3/4c balsamic vinegar
1/2c dry red wine
1 teaspoon low-sodium soy sauce
2 teaspoons brown sugar
2 (6oz.) skinless, boneless chicken breasts
1/2 teaspoon salt
1/4 teaspoon black pepper
1 tablespoon olive oil
1/12c thinly sliced red onion
1 (3oz.) pack of goat cheese
4 whole wheat/grain buns
1. Combine first 4 ingredients in a small saucepan over medium heat. Bring mixture to boil, stirring until sugar dissolves. Cook until reduces to 1/3c (about 12 minutes). Remove from heat. Cool slightly (**Warning this stuff is scalding hot! Be careful. I burned my hand very badly once from sloshing this on myself by accident**).
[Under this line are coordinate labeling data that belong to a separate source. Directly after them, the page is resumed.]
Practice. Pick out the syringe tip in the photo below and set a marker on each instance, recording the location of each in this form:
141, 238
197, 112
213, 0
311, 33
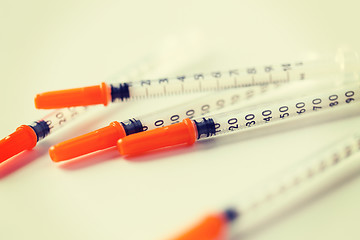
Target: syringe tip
24, 138
179, 133
94, 141
99, 94
210, 228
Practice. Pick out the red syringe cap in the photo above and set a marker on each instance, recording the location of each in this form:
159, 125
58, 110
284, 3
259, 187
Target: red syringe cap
97, 140
179, 133
213, 227
24, 138
99, 94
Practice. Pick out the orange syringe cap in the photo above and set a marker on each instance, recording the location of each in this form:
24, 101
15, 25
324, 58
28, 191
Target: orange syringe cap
213, 227
179, 133
24, 138
97, 140
99, 94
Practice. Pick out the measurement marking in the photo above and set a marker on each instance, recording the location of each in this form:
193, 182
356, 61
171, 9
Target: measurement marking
288, 76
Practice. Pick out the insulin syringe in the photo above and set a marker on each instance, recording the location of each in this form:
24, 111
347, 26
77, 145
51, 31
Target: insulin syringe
199, 82
191, 130
299, 184
26, 136
108, 136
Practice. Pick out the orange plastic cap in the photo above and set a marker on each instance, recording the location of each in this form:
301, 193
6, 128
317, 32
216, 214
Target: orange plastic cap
97, 140
179, 133
212, 227
85, 96
24, 138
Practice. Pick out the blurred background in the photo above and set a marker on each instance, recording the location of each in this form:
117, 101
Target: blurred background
48, 45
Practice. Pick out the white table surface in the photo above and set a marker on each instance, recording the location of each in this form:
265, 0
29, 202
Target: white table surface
48, 45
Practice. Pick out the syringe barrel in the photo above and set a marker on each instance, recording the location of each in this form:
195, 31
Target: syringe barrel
230, 122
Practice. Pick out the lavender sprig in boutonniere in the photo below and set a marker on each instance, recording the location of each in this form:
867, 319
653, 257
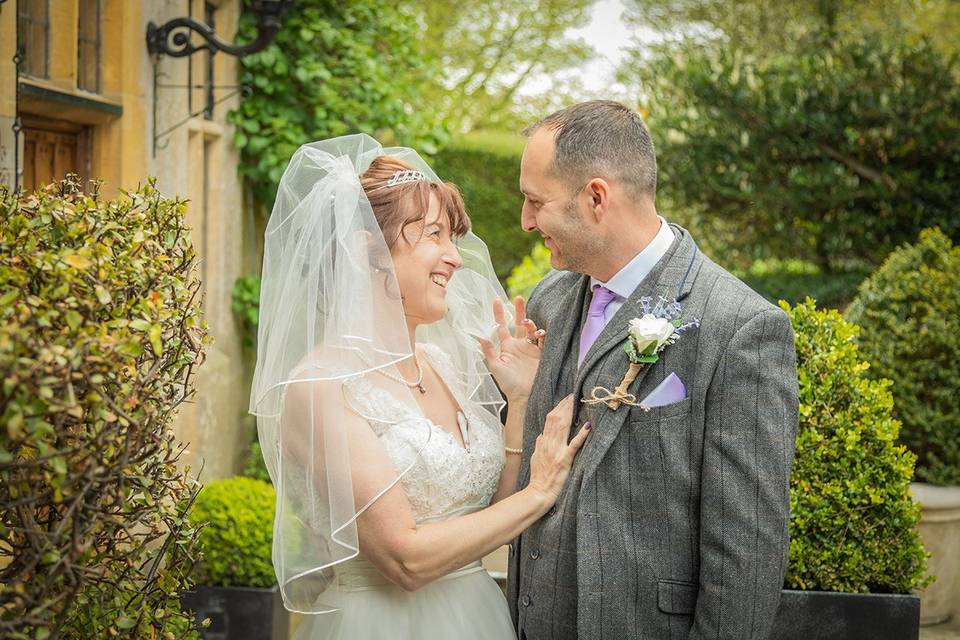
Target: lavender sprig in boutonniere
648, 335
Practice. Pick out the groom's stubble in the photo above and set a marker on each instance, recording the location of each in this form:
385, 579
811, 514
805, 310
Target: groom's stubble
578, 246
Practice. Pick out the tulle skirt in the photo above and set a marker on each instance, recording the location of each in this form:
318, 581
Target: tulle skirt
466, 605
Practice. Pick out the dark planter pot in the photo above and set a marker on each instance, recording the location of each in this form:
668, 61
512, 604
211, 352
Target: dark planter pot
238, 613
821, 615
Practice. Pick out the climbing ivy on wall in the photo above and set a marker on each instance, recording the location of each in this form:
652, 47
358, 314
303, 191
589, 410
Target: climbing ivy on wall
334, 68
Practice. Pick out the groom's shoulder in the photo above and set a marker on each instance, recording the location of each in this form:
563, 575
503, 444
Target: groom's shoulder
554, 282
728, 295
548, 294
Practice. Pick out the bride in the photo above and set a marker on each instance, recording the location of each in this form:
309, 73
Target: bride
377, 414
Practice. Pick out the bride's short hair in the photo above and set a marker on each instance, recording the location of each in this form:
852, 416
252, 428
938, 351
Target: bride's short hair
399, 205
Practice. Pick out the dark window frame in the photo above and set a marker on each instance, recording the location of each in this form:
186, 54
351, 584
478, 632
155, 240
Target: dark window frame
27, 19
94, 41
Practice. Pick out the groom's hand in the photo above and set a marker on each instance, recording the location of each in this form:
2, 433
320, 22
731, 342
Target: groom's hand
514, 362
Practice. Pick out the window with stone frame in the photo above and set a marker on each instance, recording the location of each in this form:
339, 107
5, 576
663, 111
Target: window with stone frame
89, 45
33, 33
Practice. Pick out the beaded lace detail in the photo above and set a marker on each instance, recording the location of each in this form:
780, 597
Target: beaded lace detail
445, 478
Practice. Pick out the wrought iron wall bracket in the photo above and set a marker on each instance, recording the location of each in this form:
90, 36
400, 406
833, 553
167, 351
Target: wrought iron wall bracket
173, 38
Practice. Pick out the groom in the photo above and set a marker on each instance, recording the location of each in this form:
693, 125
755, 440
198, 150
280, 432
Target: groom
673, 523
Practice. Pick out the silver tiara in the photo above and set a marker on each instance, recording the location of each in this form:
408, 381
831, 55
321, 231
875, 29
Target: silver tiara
403, 176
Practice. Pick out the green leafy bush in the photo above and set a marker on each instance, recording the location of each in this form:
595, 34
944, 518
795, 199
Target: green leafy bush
910, 313
489, 182
795, 280
255, 467
852, 518
245, 302
236, 516
334, 68
100, 333
835, 152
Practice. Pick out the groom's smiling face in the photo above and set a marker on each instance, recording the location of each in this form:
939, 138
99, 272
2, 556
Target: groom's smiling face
551, 209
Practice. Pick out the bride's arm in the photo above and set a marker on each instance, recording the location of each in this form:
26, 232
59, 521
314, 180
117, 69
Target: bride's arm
514, 365
512, 439
411, 555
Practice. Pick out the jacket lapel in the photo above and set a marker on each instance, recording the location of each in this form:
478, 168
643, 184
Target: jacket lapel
672, 278
560, 339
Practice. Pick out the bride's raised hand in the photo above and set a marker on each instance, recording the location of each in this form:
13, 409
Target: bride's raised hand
514, 363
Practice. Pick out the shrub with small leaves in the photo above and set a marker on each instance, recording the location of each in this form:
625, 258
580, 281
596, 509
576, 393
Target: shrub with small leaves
236, 516
100, 333
852, 518
255, 467
488, 180
246, 304
910, 313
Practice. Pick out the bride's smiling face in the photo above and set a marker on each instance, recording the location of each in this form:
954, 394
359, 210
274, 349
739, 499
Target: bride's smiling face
425, 258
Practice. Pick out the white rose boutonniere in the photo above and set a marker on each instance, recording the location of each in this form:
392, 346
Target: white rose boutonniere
647, 336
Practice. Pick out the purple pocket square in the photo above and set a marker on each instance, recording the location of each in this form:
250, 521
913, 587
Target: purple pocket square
667, 392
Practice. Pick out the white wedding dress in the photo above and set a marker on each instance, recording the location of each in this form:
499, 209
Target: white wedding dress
445, 481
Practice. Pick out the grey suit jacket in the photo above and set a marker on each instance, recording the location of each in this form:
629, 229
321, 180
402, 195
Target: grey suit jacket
673, 523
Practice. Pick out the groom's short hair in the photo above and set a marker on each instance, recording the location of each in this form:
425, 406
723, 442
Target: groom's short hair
602, 139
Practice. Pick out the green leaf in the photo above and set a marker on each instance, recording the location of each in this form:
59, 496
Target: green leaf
103, 295
155, 339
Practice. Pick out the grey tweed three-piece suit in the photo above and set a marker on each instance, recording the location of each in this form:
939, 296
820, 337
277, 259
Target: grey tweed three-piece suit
673, 523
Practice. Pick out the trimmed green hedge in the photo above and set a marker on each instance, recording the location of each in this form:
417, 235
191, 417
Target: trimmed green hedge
910, 313
489, 181
795, 280
237, 535
852, 518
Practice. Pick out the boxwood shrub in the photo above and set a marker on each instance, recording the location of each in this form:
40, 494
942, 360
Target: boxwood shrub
909, 309
236, 520
100, 333
853, 520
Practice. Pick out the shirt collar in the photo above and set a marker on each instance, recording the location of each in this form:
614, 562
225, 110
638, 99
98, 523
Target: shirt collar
625, 281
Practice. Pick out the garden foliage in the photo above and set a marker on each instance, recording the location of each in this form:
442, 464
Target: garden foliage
910, 313
834, 153
334, 68
852, 518
236, 516
100, 334
489, 181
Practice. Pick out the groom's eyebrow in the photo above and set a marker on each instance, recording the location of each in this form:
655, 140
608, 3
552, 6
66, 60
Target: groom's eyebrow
527, 192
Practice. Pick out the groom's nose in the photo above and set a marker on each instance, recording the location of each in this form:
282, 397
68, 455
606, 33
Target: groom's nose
528, 219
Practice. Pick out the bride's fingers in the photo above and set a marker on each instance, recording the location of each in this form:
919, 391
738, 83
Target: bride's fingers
578, 440
503, 333
489, 352
520, 317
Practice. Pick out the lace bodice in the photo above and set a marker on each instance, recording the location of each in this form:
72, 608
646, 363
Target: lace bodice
444, 478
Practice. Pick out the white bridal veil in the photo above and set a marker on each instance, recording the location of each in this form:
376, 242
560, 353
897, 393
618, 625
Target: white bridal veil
330, 310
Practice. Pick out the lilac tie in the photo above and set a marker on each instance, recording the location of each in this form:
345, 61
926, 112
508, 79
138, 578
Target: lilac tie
595, 322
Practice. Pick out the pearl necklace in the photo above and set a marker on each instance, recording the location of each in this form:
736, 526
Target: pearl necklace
417, 384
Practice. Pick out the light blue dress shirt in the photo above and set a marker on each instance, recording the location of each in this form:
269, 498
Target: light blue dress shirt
625, 281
2. While vinegar mixture is cooking, heat a large nonstick skillet over medium-high heat. Sprinkle chicken with salt and pepper. Coat pan with cooking spray. Add chicken to pan, cook for 4 minutes on each side or until done (I usually cook them longer). Remove chicken from pan and thinly slice. Cover and keep warm.
3. Add oil to pan; reduce temp to medium-low. Add onion, cook for 5 minutes or until onion is soft and beginning to brown, stirring frequently. Remove from heat.
4. Spread about 1 1/2 tablespoons goat cheese evenly over bottom half of bun, divide sliced chicken and onion evenly over rolls. Drizzle each serving with about 1 tablespoon balsamic mixture and top with other half of bun. You can also add arugula if you like.
Yields 4 servings.
I may post these recipes a little later. Now I am off to the Herb n' Health to pick some stuff up for the trip.